Evidentemente que a intenção deste breve estudo não é a defesa da imunidade tributária das Sociedades de Economia Mista prestadora de serviços públicos, mas sim, a incongruência em se criar, ab initio, uma Sociedade de Economia Mista para prestação de serviços públicos.
Nossa jurisprudência já reconheceu a distinção entre uma Sociedade de Economia Mista que explora ou não atividade econômica, senão vejamos:
“CONSTITUCIONAL. TRIBUTÁRIO. EMPRESA BRASILEIRA DE CORREIOS E TELÉGRAFOS: IMUNIDADE TRIBUTÁRIA RECÍPROCA: C.F., art. 150, VI, a. EMPRESA PÚBLICA QUE EXERCE ATIVIDADE ECONÔMICA E EMPRESA PÚBLICA PRESTADORA DE SERVIÇO PÚBLICO: DISTINÇÃO.

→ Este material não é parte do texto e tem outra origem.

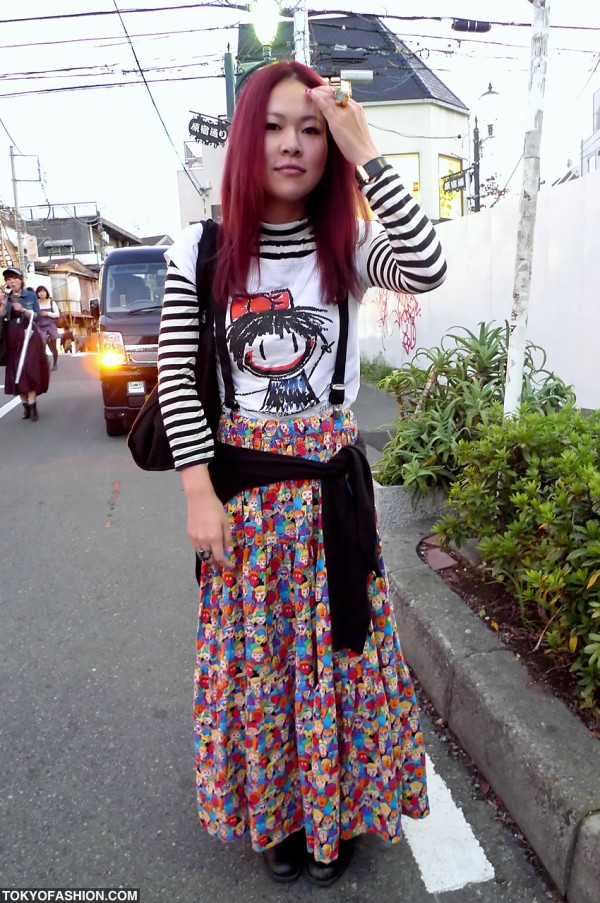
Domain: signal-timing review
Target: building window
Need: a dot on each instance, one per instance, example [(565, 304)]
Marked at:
[(408, 168), (451, 202)]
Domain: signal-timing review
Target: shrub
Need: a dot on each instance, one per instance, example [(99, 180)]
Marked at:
[(373, 370), (529, 490), (445, 393)]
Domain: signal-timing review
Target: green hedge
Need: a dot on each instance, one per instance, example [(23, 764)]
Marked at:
[(444, 393), (529, 491)]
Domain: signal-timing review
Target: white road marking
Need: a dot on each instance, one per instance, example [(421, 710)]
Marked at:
[(448, 854), (9, 405)]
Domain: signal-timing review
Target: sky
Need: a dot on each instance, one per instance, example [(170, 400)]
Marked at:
[(110, 141)]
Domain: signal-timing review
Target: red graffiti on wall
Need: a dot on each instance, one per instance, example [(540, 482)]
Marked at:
[(396, 310)]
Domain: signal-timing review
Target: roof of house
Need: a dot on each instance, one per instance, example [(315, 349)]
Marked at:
[(358, 42), (67, 264), (156, 240)]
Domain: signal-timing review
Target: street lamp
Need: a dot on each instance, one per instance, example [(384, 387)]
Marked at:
[(265, 19), (477, 145)]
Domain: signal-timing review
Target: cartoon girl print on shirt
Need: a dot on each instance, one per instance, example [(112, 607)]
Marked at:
[(271, 339)]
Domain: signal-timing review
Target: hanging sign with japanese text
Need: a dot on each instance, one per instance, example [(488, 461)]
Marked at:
[(209, 130)]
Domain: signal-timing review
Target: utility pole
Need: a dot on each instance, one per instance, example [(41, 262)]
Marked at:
[(476, 168), (527, 207), (229, 83), (17, 214), (301, 33)]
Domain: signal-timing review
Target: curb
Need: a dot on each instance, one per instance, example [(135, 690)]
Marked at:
[(537, 755)]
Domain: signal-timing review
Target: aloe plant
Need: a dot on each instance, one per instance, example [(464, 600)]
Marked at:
[(445, 392)]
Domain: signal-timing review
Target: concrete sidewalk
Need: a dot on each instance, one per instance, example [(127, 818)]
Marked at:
[(538, 757)]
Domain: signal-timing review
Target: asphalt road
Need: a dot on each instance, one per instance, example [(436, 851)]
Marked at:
[(97, 604)]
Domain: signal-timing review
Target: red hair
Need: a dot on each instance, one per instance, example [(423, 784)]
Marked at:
[(332, 206)]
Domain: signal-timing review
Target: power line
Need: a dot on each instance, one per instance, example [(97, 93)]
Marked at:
[(286, 13), (130, 84), (117, 39), (158, 113)]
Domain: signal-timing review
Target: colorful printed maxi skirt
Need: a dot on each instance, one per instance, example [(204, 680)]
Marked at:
[(288, 733)]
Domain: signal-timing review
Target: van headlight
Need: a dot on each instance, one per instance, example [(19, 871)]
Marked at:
[(112, 350)]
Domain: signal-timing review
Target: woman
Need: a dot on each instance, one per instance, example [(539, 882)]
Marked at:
[(306, 726), (20, 308), (46, 324)]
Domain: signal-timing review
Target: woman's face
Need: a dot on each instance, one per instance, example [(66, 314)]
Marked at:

I. - As empresas públicas prestadoras de serviço público distinguem-se das que exercem atividade econômica. A Empresa Brasileira de Correios e Telégrafos é prestadora de serviço público de prestação obrigatória e exclusiva do Estado, motivo por que está abrangida pela imunidade tributária recíproca: C.F., art. 150, VI, a.
II. - R.E. conhecido em parte e, nessa parte, provido.”
(STF – 2ª Turma – RE 407.099/RS – Relator Ministro Carlos Veloso – ECT x Município de São Borja – Decisão de 22/06/2004 – DJU de 06/08/2004)
Ou seja, tal reconhecimento, por si só, já revela a incongruência em se adotar uma Sociedade de Economia Mista como prestadora de serviço público, eis que existem outras figuras administrativas que poderiam adotar tal atividade, como é o caso das autarquias também pertencentes à Administração Pública Indireta.
Neste ponto, importante um novo destaque ao questionamento já mencionado, qual seja, qual o interesse do capital privado em uma Sociedade de Economia Mista prestadora de serviços públicos?
Nenhum interesse, o que descaracteriza a própria natureza jurídica da Sociedade de Economia Mista, ocorrendo na ausência de capital estritamente privado, a participação de outros entes da Administração Pública Indireta como acionistas das Sociedades de Economia Mista prestadora de serviços públicos.
Ou seja, sem qualquer intenção de esgotar a matéria em apreço, vê-se que o uso político para criação de Sociedades de Economia Mista acabou por gerar uma nova espécie de entidade estatal, a Sociedade de Economia Mista prestadora de serviços, anômala a sua própria origem, desvirtuada do próprio objetivo que originou sua criação, tornando estas empresas deficitárias e por conseguinte, grandes fardos para uma boa gestão da Administração Pública.
Bibliografia:
BANDEIRA DE MELLO, Celso Antonio. Curso de Direito Administrativo, 19ª Ed, São Paulo: Editora Malheiros, 2005.
MORAES, Alexandre de. Constituição do Brasil Interpretada, 2ª Ed, São Paulo: Editora Atlas S.A, 2003.